Se eu hoje voltasse para o liceu não o reconheceria. Melhor: sei onde ele fica, já que continua a

estar no mesmo sítio e conserva aquele ar deslavado do meu tempo. As suas paredes têm oscilado, ao longo

dos tempos, entre um branco sujo e um amarelo desbotado. A porta conserva aquele ar antigo e descuidado e

os muros mostram buracos semelhantes. Às vezes imagino que vou entrar e encontrar os empregados de

sempre, a que chamávamos contínuos e que eram cúmplices ou carrascos das nossas brincadeiras. Subo a

escada em frente, sou empurrado por colegas barulhentos e desemboco no pátio num vozear indescritível.

Assisto do meu canto ao jogo de caricas em que o Martins era mestre, lançando-a a uma velocidade incrível,

marcando golo no intervalo das colunas, apesar do salto dos outros. Mais tarde vejo desenhar-se um grande

círculo de rapazes aos berros. Estou de certeza no princípio dos anos sessenta. Há um colega que comanda

com gestos frenéticos, mas em breve já lá estão muitos. Há um grito que atravessa todo o pátio – “Porrada!

Porrada! - e dezenas de alunos gritam-no sem cessar. No meio do círculo, há dois em luta, insultam-se e

batem-se com ferocidade. Só acaba tudo quando o sangue escorre ou um dos contínuos, empurra, alguém

para a Reitoria.

Vou até lá e espreito o reitor, homem calvo, de frios olhos azuis, que puxa a manga do casaco como

que conduz uma motocicleta. Mais tarde o ferido sai, pergunto o que aconteceu e recebo um sorriso e um

palavrão. Tenho mesmo que ir para as aulas. Ouço uma professora a gritar "Esta é uma turma de loucos!
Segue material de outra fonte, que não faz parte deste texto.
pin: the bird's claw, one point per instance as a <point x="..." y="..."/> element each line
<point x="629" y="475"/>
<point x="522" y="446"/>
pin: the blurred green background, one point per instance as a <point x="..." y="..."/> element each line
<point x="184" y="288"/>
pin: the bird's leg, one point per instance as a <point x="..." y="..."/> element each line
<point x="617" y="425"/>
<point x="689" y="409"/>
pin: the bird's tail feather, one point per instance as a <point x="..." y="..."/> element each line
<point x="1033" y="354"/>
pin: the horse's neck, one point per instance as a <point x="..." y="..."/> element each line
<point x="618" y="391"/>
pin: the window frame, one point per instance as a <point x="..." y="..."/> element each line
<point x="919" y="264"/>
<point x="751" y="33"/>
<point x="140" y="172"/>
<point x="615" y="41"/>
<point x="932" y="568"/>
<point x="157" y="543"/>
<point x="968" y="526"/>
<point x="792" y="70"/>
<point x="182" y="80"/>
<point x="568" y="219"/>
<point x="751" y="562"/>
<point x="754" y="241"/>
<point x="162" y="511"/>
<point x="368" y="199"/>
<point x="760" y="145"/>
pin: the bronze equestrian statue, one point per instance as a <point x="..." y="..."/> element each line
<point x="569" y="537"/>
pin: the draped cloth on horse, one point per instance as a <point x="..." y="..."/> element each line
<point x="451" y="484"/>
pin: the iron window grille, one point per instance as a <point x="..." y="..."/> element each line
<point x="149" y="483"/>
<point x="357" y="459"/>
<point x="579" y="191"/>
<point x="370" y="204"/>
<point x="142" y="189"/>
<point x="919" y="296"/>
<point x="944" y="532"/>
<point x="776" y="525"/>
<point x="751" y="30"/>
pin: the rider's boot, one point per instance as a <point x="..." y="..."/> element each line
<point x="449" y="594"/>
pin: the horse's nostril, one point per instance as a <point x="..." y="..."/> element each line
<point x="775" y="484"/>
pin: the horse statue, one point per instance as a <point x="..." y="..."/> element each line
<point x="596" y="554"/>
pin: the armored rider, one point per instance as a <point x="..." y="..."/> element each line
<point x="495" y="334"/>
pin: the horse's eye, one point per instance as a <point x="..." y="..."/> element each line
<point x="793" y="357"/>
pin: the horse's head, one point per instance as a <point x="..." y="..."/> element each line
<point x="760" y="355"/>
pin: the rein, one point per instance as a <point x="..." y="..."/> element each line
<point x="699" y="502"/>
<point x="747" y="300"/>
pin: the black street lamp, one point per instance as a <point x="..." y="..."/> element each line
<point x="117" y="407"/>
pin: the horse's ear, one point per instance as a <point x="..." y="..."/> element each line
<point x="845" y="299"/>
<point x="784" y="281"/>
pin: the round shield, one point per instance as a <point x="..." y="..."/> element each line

Quando chego a esta turma vejo que cheguei a um manicómio! Loucos! Loucos!". Lembro algumas aulas de

debate e confronto de ideias, testes copiados num sussurro, o Coelho a fechar os estores e o Balbino a

trautear Beethoven. Conversas ciciadas sobre as miúdas do D. Leonor, os gritos do padre de Moral a imitar o

arcanjo S. Gabriel: Joseeé! Onde vais tu, Joseeé para o pobre carpinteiro que fugira quando soube que Maria

estava grávida...

Acordo finalmente do meu sonho. Hoje o Pedro Nunes está no mesmo sítio mas diferente. Vejo

rapazes e raparigas abraçados ou beijando-se sem complexos. Ninguém usa pasta e há alunos que nem caneta

têm. Os cadernos diários, de um verde desmaiado, com um título a letras pirosas - "Liceu Normal de Pedro

Nunes" -, são às vezes substituídos por dossiers descuidados, onde alternam nomes ou pedaços de canções.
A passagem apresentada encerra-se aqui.